Entrevista:O Estado inteligente

sábado, dezembro 01, 2007

Tragédia alardeada

Mais do que anunciada, foi alardeada previamente a tragédia ocorrida no Estádio Fonte Nova, em Salvador, quando a parte da arquibancada cedeu e torcedores despencaram de 20 metros de altura - o que deixou o saldo de 7 mortos e 85 feridos. O que mais impressiona em demonstrações brutais de desrespeito à vida humana, como em acidentes dessa espécie, não é o despreparo dos funcionários encarregados da manutenção dos equipamentos públicos nem é a falta de previsibilidade de riscos. O mais chocante é o absoluto descaso daqueles que tinham condições de poupar vidas humanas - por terem sido informados do grande risco da tragédia iminente - e nada fizeram. Neste caso específico, a responsabilidade maior pelas vidas perdidas recai sobre a Justiça baiana que, inexplicavelmente, não atendera ao pedido de interdição do estádio, feito pelo Ministério Público Estadual em janeiro de 2006.

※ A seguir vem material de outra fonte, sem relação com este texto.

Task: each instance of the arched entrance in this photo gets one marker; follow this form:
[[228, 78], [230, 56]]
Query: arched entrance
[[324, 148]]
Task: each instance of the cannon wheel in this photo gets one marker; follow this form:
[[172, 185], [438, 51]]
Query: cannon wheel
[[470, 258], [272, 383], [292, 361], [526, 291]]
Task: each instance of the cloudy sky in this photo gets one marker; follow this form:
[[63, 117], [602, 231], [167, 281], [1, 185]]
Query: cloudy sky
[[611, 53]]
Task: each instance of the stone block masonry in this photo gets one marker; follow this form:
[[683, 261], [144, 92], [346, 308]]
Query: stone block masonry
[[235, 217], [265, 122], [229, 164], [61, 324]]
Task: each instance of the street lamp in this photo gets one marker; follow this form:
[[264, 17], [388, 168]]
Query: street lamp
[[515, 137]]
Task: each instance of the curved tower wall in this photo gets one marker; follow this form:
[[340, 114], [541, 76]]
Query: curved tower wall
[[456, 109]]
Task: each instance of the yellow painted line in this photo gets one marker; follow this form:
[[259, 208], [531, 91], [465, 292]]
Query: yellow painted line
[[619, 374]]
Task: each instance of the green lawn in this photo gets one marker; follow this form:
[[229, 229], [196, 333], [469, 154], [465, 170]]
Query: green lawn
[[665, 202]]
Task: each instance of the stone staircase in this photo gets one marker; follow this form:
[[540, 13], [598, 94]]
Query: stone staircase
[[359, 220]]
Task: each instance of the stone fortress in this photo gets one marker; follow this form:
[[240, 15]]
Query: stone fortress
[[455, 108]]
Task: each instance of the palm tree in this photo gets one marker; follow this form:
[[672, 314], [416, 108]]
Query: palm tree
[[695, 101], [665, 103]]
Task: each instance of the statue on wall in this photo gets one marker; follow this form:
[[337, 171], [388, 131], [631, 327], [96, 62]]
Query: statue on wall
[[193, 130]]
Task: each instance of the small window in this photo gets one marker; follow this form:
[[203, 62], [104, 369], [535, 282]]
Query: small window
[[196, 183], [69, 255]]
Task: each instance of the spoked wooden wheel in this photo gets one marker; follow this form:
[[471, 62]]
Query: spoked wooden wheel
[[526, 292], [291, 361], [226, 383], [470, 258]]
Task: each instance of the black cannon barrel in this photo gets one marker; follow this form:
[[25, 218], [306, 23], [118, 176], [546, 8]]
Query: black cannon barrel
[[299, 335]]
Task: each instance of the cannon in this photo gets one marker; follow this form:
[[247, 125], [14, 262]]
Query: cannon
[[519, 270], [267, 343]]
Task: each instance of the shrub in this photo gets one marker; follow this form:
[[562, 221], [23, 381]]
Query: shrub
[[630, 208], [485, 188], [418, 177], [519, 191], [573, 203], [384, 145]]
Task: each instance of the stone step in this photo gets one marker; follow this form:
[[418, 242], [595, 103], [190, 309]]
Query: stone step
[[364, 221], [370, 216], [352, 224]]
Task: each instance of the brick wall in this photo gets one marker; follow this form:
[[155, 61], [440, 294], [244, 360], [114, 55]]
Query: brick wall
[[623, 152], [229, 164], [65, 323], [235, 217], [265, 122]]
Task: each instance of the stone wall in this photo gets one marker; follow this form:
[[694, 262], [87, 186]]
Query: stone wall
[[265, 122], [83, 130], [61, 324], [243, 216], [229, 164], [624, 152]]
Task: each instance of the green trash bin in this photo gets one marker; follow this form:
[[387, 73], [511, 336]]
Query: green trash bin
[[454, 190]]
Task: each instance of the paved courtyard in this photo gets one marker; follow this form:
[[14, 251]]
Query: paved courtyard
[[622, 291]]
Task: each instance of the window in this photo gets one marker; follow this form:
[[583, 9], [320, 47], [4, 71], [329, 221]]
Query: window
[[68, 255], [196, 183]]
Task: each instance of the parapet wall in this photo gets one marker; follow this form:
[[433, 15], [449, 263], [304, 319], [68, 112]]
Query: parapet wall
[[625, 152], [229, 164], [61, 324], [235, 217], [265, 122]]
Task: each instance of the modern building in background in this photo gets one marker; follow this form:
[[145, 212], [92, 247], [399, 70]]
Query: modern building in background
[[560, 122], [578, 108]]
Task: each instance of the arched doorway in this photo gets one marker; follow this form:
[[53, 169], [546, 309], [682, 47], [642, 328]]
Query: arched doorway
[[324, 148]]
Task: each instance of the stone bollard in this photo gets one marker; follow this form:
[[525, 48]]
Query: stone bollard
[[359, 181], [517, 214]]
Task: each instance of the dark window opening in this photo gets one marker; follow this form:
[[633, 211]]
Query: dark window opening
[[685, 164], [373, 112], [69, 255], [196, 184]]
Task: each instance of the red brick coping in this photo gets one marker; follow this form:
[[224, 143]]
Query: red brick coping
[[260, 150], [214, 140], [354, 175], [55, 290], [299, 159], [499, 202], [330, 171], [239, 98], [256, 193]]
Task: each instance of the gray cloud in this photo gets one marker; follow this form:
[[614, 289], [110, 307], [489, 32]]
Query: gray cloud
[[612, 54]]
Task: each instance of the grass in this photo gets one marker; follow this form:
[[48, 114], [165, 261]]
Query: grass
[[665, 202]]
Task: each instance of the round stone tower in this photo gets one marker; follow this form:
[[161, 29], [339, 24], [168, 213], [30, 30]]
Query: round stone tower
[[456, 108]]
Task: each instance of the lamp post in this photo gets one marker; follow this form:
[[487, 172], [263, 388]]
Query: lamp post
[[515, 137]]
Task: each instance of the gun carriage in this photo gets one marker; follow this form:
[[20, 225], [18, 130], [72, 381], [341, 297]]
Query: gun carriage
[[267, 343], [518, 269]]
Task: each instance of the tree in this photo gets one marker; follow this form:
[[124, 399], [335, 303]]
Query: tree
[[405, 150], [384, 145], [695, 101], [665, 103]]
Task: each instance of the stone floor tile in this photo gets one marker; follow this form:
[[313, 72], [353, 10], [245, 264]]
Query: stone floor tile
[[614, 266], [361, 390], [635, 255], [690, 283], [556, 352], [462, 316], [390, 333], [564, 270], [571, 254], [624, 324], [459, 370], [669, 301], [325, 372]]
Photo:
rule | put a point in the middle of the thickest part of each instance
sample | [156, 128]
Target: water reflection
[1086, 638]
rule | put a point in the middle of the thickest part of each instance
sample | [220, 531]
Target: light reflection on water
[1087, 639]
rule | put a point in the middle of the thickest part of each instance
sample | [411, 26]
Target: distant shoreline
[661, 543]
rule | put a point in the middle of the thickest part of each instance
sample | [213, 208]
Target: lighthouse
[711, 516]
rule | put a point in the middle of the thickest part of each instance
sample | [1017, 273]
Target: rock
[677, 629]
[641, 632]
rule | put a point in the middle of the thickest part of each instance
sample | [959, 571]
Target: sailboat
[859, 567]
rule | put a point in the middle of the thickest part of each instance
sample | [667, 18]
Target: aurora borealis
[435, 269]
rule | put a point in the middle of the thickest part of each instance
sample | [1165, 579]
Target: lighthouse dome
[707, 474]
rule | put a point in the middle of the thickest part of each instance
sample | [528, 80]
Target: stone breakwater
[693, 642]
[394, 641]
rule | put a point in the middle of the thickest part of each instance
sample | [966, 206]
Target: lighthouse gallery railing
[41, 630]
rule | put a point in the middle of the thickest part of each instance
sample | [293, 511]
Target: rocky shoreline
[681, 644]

A promotora Joseane Suzart Lopes da Silva, titular da 5ª Promotoria do Consumidor de Salvador, desde janeiro do ano passado move ação civil pública pedindo a interdição do estádio, em razão de suas condições precárias e extremamente arriscadas de funcionamento, como atestavam relatórios do Corpo de Bombeiros e da Vigilância Sanitária. Até agora essa ação não foi apreciada pela Justiça. Acresce que no início deste mês um relatório apresentado pelo Sindicato Nacional das Empresas de Arquitetura e Engenharia Consultiva concluiu que o estádio baiano é o pior de todos os 27 avaliados em todo o País, sendo suas estruturas com validade vencida e os riscos de desabamento os aspectos mais graves a demandar pronta interferência dos poderes públicos.

A mesma promotora também pedira - e fora atendida pelo juiz da 1ª Vara - a interdição de outro estádio da capital baiana, o Barradão. Aí houve sensibilidade da Justiça em impedir, com urgência, a ocorrência de prováveis acidentes fatais. Bom é reter que em situações semelhantes de grande risco de perda irreparável - e não há perda mais irreparável que a de vidas humanas - o pronunciamento judicial costuma se dar de forma urgente e superar, num ato rápido, a crônica morosidade dos processos em curso na Justiça. É o que se traduz nas liminares concedidas em mandados de segurança e habeas-corpus. Agora, se direitos fundamentais das pessoas são assegurados pela tutela jurisdicional do Estado, como se explica que o direito à vida dos torcedores, que comparecem a um campo de futebol para assistir a um jogo, seja inteiramente desprezado, por culpa dos que não sabem exercer suas responsabilidades públicas?

Não deixa de ser mais uma demonstração de insensibilidade a grande preocupação, que tem vindo à tona, quanto à possibilidade de a tragédia do Fonte Nova "atrapalhar" o empenho do Brasil em passar para o mundo uma imagem de plena segurança, enquanto anfitrião da Copa de 2014! Ora, essa é uma preocupação típica da superficialidade de valores expressa na velha frase "isso é para inglês ver" - que no contexto da Copa tem até significado literal... A dor e a vergonha que trazem uma tragédia como essa - prevista e irresponsavelmente não evitada - chocam e revoltam por si, não só pela péssima imagem do País que refletem no exterior. E, se a idéia do governo baiano, agora, parece ser a rápida demolição do estádio, para que rapidamente se construa um novo - e, quem sabe, rapidamente possa se esquecer a tragédia, para que fique bem longe das entusiasmadas expectativas em torno da Copa do Mundo Brasil 2014 -, não há como evitar o peso da responsabilidades por aquelas 7 vidas estupidamente destruídas.

A mesma entidade que denunciou, em vão, o Fonte Nova como o pior estádio brasileiro, afirma que 80% dos estádios do País necessitam de reformas estruturais. Que a tragédia de Salvador sirva, pelo menos, como grave advertência aos responsáveis pelos demais estádios brasileiros, independentemente da Copa 2014. Agora, se a preocupação maior for mesmo a imagem que terá o País na Copa, que desde já se atente para o fiasco que já significa o fato de apenas 4 estádios brasileiros - Maracanã, Morumbi, Engenhão (Rio) e Arena da Baixada (Curitiba) -, entre 27, não terem sido reprovados. É pouco para a grande pretensão. Mas, pelo tempo que falta, ainda dá para nos livrarmos do vexame.